多分ゲーテはこれらのイメージのことを、「仮象/比喩 Gleichnis」と呼んだ。
人間の魂における内なる他者としてのこれらのイメージを、この地上生におけるいずれかの時点で、他者であると見抜くことができれば、そのとき人は自己認識の歩みを大きく前に進めることができる。
ルドルフ・シュタイナーはこれらのイメージのことを、「境域の小守護者 der kleine Hüter der Schwelle」と呼んでいる。
人は、この鉱物界へと生まれ落ちてこの方(受肉 ~ 成長)、常にイメージの世界に魅了され続ける。寝ても覚めても、人はこれらのイメージと共に生きている。イメージというものは、常に感覚的であり、それとともに身体的でもある。つまりイメージというものには、ある種の強い具体性が備わっているのである。
イメージの持つこの感覚性/身体性/具体性は、人間にとっては、諸刃の剣(もろはのつるぎ)である。
人間がこの鉱物界に受肉し、成長してゆくために、イメージの力は不可欠である。だが、イメージの魔力に憑りつかれ、それに執着し、依存するようになると、人はある種の狂気へと至る。
何か外なるものが、私の内なる形成力/生命力を利用して、私の魂の内にイメージを生み出す。
他者(es)が、私の魂の内に、感覚的/言語的イメージをまとって現れる。魂の内に、感覚的/言語的イメージをまとって出現するこのような他者(es)を、ヴィジョン(vision)と呼ぶこともできるだろう。つまり、極論すれば、私の魂の内に現れる全てのヴィジョン(vision)は、まさにその名前のごとく、幻(まぼろし)である。
そして多くの場合、私たちはこれらのヴィジョン(vision)を見て、これらのヴィジョン(vision)こそが現実だと思い込んでいる。
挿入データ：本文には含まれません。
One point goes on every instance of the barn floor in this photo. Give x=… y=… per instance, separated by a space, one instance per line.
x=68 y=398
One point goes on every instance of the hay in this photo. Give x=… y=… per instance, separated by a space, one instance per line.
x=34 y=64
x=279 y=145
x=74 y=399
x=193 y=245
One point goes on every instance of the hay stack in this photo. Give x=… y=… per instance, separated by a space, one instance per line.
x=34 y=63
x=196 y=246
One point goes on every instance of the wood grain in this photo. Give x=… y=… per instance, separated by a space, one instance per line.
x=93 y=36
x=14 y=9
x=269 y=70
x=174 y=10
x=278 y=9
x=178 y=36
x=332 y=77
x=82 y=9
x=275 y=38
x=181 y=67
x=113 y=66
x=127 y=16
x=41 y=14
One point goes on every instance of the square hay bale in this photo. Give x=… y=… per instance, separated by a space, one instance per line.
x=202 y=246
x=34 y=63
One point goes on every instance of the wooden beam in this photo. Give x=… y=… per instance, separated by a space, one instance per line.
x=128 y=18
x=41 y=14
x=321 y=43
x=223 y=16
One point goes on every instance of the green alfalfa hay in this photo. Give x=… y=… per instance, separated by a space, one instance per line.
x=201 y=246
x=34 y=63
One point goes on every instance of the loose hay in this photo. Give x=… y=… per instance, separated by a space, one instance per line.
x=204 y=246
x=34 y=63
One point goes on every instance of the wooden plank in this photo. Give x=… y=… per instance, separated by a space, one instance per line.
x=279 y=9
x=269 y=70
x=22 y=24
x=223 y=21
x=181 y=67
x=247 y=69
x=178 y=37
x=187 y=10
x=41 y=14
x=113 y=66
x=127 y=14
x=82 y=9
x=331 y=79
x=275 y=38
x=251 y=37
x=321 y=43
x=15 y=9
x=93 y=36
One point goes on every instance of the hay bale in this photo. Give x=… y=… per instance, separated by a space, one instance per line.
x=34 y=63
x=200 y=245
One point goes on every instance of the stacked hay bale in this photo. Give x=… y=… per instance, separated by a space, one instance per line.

純粋思考ができなければ、これらのヴィジョン(vision)の媒介なしに、この地上生を曲がりなりにも生き抜いていくことはできない。しかし、これらイメージという媒介/中間物ゆえに、人は精神界/霊界から切り離されるのである。
イメージという媒介/中間物を通して、精神界/霊界へと至る道はない。そのような道があると思い込んで、そのような幻想の道を突き進んでゆくと、人は魂を腐敗させるアストラル的な魔界へと至る。
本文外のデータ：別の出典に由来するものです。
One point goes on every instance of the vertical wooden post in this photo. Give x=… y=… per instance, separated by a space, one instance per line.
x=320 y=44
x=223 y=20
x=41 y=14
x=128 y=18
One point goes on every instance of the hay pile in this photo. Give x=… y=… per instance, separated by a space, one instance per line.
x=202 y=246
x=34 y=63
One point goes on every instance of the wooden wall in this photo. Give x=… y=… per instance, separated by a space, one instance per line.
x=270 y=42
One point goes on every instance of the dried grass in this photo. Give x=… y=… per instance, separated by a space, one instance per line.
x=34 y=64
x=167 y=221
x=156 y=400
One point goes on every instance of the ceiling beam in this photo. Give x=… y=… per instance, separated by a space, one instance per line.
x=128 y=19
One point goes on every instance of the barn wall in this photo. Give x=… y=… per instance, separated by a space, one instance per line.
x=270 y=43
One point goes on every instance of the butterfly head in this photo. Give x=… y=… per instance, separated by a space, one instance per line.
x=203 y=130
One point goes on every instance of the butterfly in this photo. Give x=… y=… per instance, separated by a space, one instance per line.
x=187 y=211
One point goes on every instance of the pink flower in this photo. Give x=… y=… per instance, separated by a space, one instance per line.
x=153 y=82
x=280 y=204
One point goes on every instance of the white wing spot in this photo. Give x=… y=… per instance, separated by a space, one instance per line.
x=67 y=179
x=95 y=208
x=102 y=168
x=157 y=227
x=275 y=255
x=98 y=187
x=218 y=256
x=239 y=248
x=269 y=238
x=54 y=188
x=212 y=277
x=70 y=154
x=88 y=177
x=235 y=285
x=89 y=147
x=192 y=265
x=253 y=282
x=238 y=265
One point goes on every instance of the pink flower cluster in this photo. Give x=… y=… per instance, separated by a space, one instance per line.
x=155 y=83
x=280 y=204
つまり、ヴィジョン(vision)=「境域の小守護者 der kleine Hüter der Schwelle」は、私=我/Ichにとっては、常に他者=それ/esであるという事実を、とにかく確認する必要があるということなのである。
私たちはほとんど無自覚なまま、自己疎外を繰り返し続けて、いつのまにやらヴィジョン(vision)=「境域の小守護者 der kleine Hüter der Schwelle」を生み出し、成長させ、増長させ、巨大化させてしまったのだ。そしてヴィジョン(vision)=「境域の小守護者 der kleine Hüter der Schwelle」は、片時も離れず、私のそばにいて、ついに私はヴィジョン(vision)=「境域の小守護者 der kleine Hüter der Schwelle」とほとんど一体にまでなっているので、ヴィジョン(vision)=「境域の小守護者 der kleine Hüter der Schwelle」に別れを告げるなど思いもよらない。
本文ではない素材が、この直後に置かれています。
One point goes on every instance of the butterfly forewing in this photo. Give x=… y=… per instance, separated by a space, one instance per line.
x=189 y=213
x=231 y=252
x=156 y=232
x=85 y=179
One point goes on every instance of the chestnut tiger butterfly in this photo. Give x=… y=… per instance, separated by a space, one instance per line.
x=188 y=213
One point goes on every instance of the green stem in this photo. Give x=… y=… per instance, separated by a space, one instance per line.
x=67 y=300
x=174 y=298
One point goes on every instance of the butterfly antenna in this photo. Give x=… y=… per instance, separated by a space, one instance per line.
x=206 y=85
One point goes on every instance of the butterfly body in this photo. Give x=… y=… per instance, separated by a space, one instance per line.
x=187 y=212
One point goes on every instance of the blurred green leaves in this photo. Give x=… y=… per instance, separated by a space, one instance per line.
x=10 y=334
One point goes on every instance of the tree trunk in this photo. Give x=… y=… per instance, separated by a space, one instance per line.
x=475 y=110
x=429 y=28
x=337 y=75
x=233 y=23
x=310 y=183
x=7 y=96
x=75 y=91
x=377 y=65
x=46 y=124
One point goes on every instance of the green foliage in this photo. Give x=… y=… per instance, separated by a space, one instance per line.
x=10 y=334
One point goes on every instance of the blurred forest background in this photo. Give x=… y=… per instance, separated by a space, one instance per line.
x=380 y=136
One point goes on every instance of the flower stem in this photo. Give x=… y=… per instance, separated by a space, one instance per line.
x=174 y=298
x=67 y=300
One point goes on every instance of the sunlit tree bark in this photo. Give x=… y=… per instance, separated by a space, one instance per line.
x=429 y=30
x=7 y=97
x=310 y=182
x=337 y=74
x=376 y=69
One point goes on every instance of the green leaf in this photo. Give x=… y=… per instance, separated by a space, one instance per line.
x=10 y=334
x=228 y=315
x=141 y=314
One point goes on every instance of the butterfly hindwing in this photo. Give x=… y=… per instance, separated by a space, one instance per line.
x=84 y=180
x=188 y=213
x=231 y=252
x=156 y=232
ここであらためて確認しておく必要があるのは、「それ/es」についてである。
「それ/es」は、精神存在/霊であるが、人間の自我ではない。人間の自我にとって、「それ/es」は永遠の他者、究極の他者である。「それ/es」は、様々に特徴づけられる。時に「それ/es」は「大地」と呼ばれ、そこには鉱物界と植物界、そして動物界が観察される。人間の他者もそこには存在している。
人間は「小宇宙」であり、「大地」は「大宇宙」に属する。「大宇宙」はどこまで行っても「それ/es」であるのに対して、人間の自我は「我/Ich」であり続ける。
「我/Ich」「汝/Du」「それ/es」は、根源語と呼ばれる。
定義の必要がない(定義しようがない)ということが、根源語の特徴である。
私見では、「定義する」という言語行為は、いかなる場合も思考の混乱を招くと思う。だから、定義の必要のない根源語を用いることにより、思考が混乱する危険性が少なくなるはずだ。